Officially, the school board’s direction to CUSD staff is to pursue the purchase of property near Bruce Road and East 20th Street owned by the Schmidbauer family of Eureka, land that federal agencies and environmentalists contend should not be developed due to endangered Butte County meadowfoam and fairy shrimp.

“I am definitely open to whatever is the best site for the high school,” Trustee Donna Aro said in an interview. “I do believe that time is of the essence, but I don’t believe that negates us from looking at other sites if they are applicable.” One of the attractions of the newly proposed site is its proximity to Marsh Junior High School and the city’s recreation center, which has yet to materialize. Still, Aro worried, “it’s not necessarily as cut and dried as it may appear.”

Representatives from the Sacramento firm that did the EIR, Jones & Stokes, indicated that looking at another site wouldn’t reset the whole process. It could just mean spending another couple of months on a supplemental EIR.

“I appreciate what appeared to be an openness to other ideas, especially this late in the game,” Merz said. “It’s unfortunate that so much time and energy was put into the Schmidbauer sites, but let’s move on.”

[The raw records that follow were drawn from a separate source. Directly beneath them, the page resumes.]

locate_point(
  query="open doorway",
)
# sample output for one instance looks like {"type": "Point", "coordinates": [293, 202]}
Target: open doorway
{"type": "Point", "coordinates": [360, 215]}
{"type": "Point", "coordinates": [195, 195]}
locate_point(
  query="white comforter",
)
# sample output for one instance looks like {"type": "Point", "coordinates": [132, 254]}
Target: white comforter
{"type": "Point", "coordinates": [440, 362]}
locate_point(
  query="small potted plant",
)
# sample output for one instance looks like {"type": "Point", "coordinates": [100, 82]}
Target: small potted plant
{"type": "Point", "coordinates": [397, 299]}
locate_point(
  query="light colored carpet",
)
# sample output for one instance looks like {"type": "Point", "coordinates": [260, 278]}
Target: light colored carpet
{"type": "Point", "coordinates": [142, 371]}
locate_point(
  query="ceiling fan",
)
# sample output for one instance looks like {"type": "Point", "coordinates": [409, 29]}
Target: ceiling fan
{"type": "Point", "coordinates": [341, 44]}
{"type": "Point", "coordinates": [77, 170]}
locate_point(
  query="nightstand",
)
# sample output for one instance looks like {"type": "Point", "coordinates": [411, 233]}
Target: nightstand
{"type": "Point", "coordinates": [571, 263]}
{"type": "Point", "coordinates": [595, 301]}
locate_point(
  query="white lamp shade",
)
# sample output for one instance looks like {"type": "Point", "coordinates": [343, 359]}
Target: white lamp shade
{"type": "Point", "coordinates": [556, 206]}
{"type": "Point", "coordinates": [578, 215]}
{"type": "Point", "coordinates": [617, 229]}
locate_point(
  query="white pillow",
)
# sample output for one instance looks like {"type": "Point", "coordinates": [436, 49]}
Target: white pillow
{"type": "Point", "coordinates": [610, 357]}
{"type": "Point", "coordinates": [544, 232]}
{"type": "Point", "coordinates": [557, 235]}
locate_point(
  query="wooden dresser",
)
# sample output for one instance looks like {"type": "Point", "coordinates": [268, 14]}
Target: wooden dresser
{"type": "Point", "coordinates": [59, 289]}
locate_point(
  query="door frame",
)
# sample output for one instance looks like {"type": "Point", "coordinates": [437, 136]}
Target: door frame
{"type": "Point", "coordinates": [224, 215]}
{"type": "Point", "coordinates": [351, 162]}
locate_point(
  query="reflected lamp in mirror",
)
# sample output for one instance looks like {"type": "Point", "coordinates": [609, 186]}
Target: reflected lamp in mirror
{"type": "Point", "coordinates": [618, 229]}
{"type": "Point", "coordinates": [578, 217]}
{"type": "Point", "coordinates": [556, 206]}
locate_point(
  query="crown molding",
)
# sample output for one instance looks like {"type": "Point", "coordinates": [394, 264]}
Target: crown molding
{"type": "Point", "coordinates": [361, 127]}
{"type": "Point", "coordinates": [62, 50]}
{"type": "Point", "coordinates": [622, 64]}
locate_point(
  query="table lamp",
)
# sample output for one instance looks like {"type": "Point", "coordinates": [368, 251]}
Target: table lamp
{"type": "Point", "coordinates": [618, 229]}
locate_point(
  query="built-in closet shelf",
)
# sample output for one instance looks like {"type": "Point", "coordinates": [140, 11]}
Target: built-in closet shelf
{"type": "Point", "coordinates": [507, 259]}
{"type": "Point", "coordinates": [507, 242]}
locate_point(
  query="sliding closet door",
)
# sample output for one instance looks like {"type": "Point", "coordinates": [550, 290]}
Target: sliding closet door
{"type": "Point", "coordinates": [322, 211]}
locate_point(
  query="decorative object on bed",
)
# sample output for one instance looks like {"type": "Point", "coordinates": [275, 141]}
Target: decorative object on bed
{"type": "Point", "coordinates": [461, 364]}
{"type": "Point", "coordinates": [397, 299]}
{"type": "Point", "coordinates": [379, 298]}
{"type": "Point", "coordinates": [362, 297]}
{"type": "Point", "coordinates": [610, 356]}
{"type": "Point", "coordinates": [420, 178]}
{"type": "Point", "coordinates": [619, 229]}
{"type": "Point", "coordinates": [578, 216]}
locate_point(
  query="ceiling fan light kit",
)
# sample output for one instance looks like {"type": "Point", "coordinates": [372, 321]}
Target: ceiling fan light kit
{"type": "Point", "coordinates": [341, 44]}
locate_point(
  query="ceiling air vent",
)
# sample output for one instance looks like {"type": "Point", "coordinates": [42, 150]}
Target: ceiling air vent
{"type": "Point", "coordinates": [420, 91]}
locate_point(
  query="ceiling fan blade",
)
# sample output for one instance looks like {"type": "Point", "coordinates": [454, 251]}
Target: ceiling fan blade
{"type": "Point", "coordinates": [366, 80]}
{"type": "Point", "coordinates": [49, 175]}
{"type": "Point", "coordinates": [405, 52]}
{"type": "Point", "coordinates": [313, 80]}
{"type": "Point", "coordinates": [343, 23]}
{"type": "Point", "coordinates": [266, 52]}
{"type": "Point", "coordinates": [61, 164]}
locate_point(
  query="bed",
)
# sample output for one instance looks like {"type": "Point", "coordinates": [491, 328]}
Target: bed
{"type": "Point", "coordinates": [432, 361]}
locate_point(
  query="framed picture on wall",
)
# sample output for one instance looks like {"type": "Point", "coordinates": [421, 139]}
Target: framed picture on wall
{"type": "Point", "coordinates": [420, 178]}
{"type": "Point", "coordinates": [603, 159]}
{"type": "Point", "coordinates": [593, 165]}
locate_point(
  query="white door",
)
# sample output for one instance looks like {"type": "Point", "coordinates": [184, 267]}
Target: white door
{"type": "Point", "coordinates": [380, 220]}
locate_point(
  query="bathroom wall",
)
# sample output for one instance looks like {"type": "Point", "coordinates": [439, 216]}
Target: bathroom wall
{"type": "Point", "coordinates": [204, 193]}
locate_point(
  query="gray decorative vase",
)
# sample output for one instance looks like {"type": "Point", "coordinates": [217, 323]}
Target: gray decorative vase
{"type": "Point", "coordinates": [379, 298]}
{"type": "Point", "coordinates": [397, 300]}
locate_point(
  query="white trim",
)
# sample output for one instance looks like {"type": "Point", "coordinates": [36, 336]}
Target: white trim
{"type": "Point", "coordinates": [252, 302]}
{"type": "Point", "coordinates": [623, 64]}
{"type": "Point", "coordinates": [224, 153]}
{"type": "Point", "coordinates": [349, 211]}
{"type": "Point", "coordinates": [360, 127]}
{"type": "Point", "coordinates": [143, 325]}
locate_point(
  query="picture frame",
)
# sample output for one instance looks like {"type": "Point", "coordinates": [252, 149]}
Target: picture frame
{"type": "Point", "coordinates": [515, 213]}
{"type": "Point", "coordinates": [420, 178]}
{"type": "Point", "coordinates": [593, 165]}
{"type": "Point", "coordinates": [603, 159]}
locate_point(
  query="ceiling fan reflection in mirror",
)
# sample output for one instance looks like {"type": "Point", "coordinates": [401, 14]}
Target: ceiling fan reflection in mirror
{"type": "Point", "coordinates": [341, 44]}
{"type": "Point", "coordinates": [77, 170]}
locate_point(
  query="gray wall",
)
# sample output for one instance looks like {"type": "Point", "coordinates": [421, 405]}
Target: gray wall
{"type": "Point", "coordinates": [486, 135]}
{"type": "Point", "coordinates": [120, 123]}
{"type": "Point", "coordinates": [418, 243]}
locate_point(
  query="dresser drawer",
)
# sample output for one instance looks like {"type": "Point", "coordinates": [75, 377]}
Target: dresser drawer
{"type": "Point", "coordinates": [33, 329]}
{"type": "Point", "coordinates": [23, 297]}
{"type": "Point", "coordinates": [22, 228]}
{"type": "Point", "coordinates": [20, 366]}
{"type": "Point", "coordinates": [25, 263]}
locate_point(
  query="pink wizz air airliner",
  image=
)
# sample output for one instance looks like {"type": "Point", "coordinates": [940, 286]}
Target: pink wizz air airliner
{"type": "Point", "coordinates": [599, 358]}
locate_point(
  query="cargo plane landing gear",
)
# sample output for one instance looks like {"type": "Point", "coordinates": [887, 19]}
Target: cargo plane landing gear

Comments incorporated into the final EIR ranged from city staff suggestions that the sidewalks be widened and a two-story school be considered, to urgings by the Butte Environmental Council that nothing be built on the east side of Bruce Road and alternative transportation be encouraged in any event.

The site for the new school—and even the premise that a high school is needed to relieve overcrowding—could dominate debates as school board election time nears.